Your customers wade through this assault every morning before they open their laptops. By the time they read your white paper, press release, or byline in a trade publication, they’ve been lied to dozens of times.

Why trade journalism still matters

B2B trade media occupies an unusual position in this landscape, and a valuable one. In an era flooded with synthetic content and AI-generated noise, this is where B2B PR still carries real weight. Reporters who cover airline retailing, retail loyalty, payment orchestration or aviation IT have spent years building source networks. They know which vendors overpromise. They know which executives shade the truth on earnings calls. They check claims against the technical reality of how the systems work. They are not chasing 10 million pageviews on a deepfake-of-the-day story. They write for 8,000 readers who run the airlines, build the loyalty programs and sign the procurement contracts.

That makes the B2B trade media outlets we work with more reliable than most of what your prospects encounter elsewhere this year. Editors at those publications know the industry. They do the research and ask follow-up questions. They kill stories that don't hold up.

Trade journalism has its own pressures. Editorial teams have shrunk. Some outlets now accept vendor-produced content with light editing. Others have started experimenting with AI-generated summaries that flatten nuance and miss context. The line between earned coverage and sponsored placement gets blurrier each month.

But your customers know which trade publications hold the line on editorial standards; those are the ones they still read, along with the Substacks written by industry experts that are increasingly their key competition.

How to communicate when no one is trusted

This media environment means that if you’re running B2B marketing or communications for a travel technology company, a payments orchestration platform, or a loyalty SaaS business, your job in 2026 is so much harder than it was in 2024. The bar for credibility is higher, and the swamp of AI-generated slop you have to wade through to stand out is deeper and murkier.

Three things follow from that.

The source of a statistic does the work the statistic can't do on its own. If you cite a McKinsey study, a Deloitte report or a Bain analysis in your white paper, your reader can verify it against credible sources.
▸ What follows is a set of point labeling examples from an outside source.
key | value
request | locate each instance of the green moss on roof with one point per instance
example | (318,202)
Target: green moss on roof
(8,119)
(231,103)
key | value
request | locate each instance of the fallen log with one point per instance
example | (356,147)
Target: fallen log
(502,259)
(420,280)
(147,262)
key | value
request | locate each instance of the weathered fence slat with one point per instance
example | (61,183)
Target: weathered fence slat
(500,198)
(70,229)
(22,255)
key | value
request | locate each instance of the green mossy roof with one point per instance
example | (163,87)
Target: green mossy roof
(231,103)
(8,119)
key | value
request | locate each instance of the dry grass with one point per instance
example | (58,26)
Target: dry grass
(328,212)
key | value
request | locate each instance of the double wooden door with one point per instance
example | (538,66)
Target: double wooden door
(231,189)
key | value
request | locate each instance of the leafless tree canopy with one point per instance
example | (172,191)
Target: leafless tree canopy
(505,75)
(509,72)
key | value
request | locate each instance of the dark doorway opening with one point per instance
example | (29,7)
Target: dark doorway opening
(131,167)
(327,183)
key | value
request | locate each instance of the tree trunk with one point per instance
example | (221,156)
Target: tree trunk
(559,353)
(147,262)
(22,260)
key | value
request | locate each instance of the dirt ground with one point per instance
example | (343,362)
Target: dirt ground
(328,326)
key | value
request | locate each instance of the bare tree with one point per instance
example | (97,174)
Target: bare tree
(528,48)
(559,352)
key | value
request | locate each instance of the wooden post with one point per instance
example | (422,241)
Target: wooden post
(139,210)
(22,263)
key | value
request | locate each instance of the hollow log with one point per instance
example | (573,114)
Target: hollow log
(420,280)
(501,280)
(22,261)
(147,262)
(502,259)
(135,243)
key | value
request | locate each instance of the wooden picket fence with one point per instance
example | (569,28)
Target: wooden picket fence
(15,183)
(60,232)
Even better, your own academic-grade research can establish your business as a source unto itself, with all the sheen of authority and expertise that implies.

However, if you cite an aggregator that pulled the number from a competitor's blog post that pulled it from a press release that pulled it from a vendor pitch deck, you have undermined your own argument before the executive summary ends. Also, that’s real ChatGPT behavior, and your audience can smell it. 

Earned media in a vetted trade publication beats sponsored content in a tier-one outlet, and it beats LinkedIn thought leadership written by an AI tool. Good B2B PR creates third-party validation at a moment when audiences trust almost nothing else. The byline of a recognized journalist confers something that no amount of paid distribution can replicate. Your prospects know the difference.

 The human voice of your CEO, your CRO, or your head of product carries weight that Edelman has measured. Business is the institution that still works. The CEO, according to the same 2026 data, is expected to lead the way back to trust. That puts a premium on the kind of byline articles, interviews and commentary that real PR professionals develop with real reporters over real months and years of relationship-building.

The administration in Washington will keep accusing reporters of fabrication when those reporters publish photos the administration finds inconvenient. Iran will keep flooding the zone with deepfakes. X will keep amplifying both. Your customers will continue to lose faith in the institutions that once organized the information environment for them.

Your business can join that race to the bottom or build something more durable. We know which side we are on.